“Well, it was too bad,” said Mr. Ringold, when C. C. was once more ashore. “I guess we’ll have to get you a little larger boat.”
“Get me one?” asked the actor, with the accent on the personal pronoun.
“Certainly. We’ll have to do this scene over again. I guess we could use one of the fishing boats, though they’re a little large. But we can move the cameras back. Take one of those, C. C.”
“I guess not.”
“What’s that?”
“I said I guess not. No more for mine!”
“Do you mean to say you won’t go on with this act? Are you going to balk as you did in the Indian scene?”
“Say,” began C. C., earnestly, as, dripping wet as he was, he strode up to the theatrical man, “I can’t swim, and I don’t like the water. I told you that the time you took me up in the country, where we found these boys,” and he motioned to Blake and Joe, who were looking interestedly on, ready to work the cameras as soon as required.

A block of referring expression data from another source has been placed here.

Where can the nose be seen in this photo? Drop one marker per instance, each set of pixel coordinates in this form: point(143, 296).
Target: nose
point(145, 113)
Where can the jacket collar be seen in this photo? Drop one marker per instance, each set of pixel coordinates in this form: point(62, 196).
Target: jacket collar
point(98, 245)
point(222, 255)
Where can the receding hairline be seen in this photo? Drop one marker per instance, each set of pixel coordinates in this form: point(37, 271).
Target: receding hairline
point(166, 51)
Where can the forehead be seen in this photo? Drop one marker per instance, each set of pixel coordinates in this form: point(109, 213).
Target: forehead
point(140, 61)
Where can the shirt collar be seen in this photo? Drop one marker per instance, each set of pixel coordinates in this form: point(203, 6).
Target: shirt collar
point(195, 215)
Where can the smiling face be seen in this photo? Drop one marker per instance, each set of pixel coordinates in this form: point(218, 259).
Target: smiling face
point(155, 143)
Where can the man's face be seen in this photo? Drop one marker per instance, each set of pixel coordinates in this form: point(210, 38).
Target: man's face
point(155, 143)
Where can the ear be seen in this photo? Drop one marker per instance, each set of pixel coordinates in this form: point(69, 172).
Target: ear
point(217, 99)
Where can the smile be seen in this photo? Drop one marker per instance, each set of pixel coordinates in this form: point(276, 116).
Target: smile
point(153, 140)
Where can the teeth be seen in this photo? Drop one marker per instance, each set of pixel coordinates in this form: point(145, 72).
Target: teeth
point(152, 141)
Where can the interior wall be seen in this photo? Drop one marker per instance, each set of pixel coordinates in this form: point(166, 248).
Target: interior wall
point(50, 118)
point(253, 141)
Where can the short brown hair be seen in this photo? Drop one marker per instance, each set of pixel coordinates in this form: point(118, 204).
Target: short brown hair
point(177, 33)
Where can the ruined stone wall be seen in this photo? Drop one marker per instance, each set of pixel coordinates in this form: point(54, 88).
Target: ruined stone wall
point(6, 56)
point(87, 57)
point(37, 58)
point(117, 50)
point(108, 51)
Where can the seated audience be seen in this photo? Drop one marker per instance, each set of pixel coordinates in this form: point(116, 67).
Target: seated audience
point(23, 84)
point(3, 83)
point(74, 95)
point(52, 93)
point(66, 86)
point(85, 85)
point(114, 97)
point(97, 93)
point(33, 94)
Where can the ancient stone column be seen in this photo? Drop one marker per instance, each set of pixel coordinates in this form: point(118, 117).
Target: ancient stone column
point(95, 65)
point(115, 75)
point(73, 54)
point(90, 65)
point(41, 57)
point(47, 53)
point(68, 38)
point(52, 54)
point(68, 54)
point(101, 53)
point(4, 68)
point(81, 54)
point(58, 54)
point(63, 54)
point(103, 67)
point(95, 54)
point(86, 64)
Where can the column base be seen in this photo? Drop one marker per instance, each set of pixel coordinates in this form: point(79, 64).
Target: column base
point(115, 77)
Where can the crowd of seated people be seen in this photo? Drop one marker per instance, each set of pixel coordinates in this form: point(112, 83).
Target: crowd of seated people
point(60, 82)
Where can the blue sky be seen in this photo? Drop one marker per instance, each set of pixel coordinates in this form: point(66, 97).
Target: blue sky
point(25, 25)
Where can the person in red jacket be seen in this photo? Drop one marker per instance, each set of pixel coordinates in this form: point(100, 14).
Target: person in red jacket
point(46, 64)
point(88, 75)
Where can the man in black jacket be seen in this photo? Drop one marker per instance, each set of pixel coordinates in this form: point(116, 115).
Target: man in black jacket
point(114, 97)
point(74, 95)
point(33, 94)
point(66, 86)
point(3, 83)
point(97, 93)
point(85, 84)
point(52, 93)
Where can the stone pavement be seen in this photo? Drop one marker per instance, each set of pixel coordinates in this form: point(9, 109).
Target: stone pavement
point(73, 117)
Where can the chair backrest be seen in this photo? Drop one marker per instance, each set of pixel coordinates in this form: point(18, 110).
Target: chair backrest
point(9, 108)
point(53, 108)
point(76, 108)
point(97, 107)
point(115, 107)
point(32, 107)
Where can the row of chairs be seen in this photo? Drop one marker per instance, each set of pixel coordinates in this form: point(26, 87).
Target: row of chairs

“And yet,” went on Mr. Piper, “you insisted that I jump overboard then and rescue Miss Shay. Now you want me to drift in as a shipwrecked sailor. It’s too much, I tell you. There is entirely too much water and tank drama in this business. I know I’ll get my death of cold, if I don’t drown.”
“Oh, can’t you look on the bright side?” asked Miss Shay, who was to come into the drama later. “Why, it’s so warm I should think you’d like to get into the surf.”